Она положила трубку. Слёзы душили её, и давно не было так горько. «Самим надо было шевелиться», – не ожидала она таких поучений. Ах, как обидно! Ну сказал бы: нету, не получилось, а то: «шевелиться надо было», как будто она в совхозе самая большая лентяйка! Не удержалась и расплакалась.
Но
В минувшее воскресенье ей отремонтировали отопление. Всё лето она ходила за сварщиком Колей Дубовым. Он обещал, но всё не приходил: то сенокос, то фермы к зиме готовил – причины не прийти всегда находились. Наконец, месяц назад, когда кончили копать картошку, он пришёл пьяный, еле держась на ногах. Сказал, огненно, как Змей-Горыныч, обдавая её перегаром:
– Готовься, бабка, завтра приду. Сходи в мастерскую, пусть тебе наточат восемнадцать резьб. И убери всё от труб и батарей.
Приехала дочь Ирина из Райцентра. Вытащили с ней всё барахло в летнюю кухню. Что не вытаскивалось, свалили посреди комнаты, накрыли тряпками и клеёнками.
После обеда взяла бутылку, закуску, пошла в мастерскую. Токарь Василий Галимзянович сказал: приходи в пять, всё будет готово. Пришла в пять часов – ещё не начинал. А когда начал, приехал бригадир Козулин. Оказалось, Василий Галимзянович должен был выточить на комбайн какой-то вал, но не выточил. Получилось, что она мешает уборке. Козулин разбушевался: «Оборзели совсем, только на сторону работаете, только за бутылки. И уборка вам уже ни по чём!» – как правдешный возмущался, будто не он пропивал совхозное сено. Не на неё кричал – на Василия Галимзяновича, а всё равно неприятно. Она чувствовала себя оплеванной, униженной. Токарь отложил трубу, стал точить вал. Ей сказал:
– Иди домой, я занесу.
Принёс вечером часов в девять. Был пьян и ещё слупил с неё на бутылку. Ну это ладно… Вот только Дубов назавтра не пришёл. И она ещё месяц за ним ходила. Всё это время жили как на вокзале: вещи в летней кухне, стены голые; диваны, шкаф, комод – посреди комнаты. А до сварки не побелишь, не покрасишь. Совсем отчаялась. Не топя печи, стали замерзать со стариком: осень выдалась холодной, ветреной, дождливой, да и снег однажды лежал целый день, не тая.

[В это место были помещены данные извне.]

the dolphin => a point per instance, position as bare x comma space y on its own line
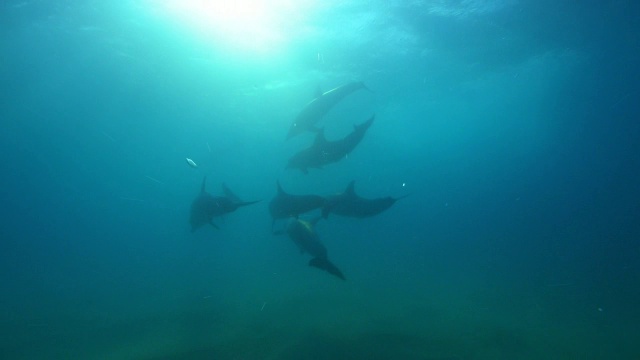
303, 234
324, 152
285, 205
206, 206
320, 106
350, 204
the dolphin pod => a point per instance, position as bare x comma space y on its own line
291, 206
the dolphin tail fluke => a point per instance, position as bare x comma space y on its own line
245, 203
327, 266
229, 194
366, 87
365, 125
202, 187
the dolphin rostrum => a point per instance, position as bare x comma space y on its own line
320, 106
350, 204
303, 234
324, 152
285, 205
206, 206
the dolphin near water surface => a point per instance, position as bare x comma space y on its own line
324, 152
317, 108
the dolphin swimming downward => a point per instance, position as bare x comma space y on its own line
206, 206
285, 205
303, 234
319, 107
350, 204
324, 152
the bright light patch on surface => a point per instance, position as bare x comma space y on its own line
252, 26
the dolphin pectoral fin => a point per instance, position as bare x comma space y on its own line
245, 203
327, 266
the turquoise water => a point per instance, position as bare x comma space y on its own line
511, 125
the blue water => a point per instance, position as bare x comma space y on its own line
512, 126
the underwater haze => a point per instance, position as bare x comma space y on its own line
508, 129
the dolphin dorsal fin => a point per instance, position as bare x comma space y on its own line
202, 188
320, 139
229, 194
350, 190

Коля приехал со сваркой только позавчера. Привёз с собой невысокого человека с помятым лицом и кудлатой головой по фамилии Кубырялов. У этого Кубырялова высшее образование, он был завгаром, потом стал алкашить и опустился до подсобного рабочего и бомжа, выгнанного женой. Сейчас ночует по баням у кого придётся и ест что попало и где попало.
Тётя Катя ужасно обрадовалась, обхаживала, ублажала, работничков, варила чифирь, потому что у Коли без чифиря голова не соображала; сбегала в магазин, купила колбасы, сварила борщ и домашний сыр. Но Коля сказал, что обедать они не будут – поедят после работы.
Поработали мужики хорошо: к вечеру всё сделали, стали заполнять систему водой. Ей надо было идти за коровами. Она заплатила им двести пятьдесят тысяч, как договорились, поставила на стол бутылку водки, закуску и оставила их на попечение Александра Ивановича.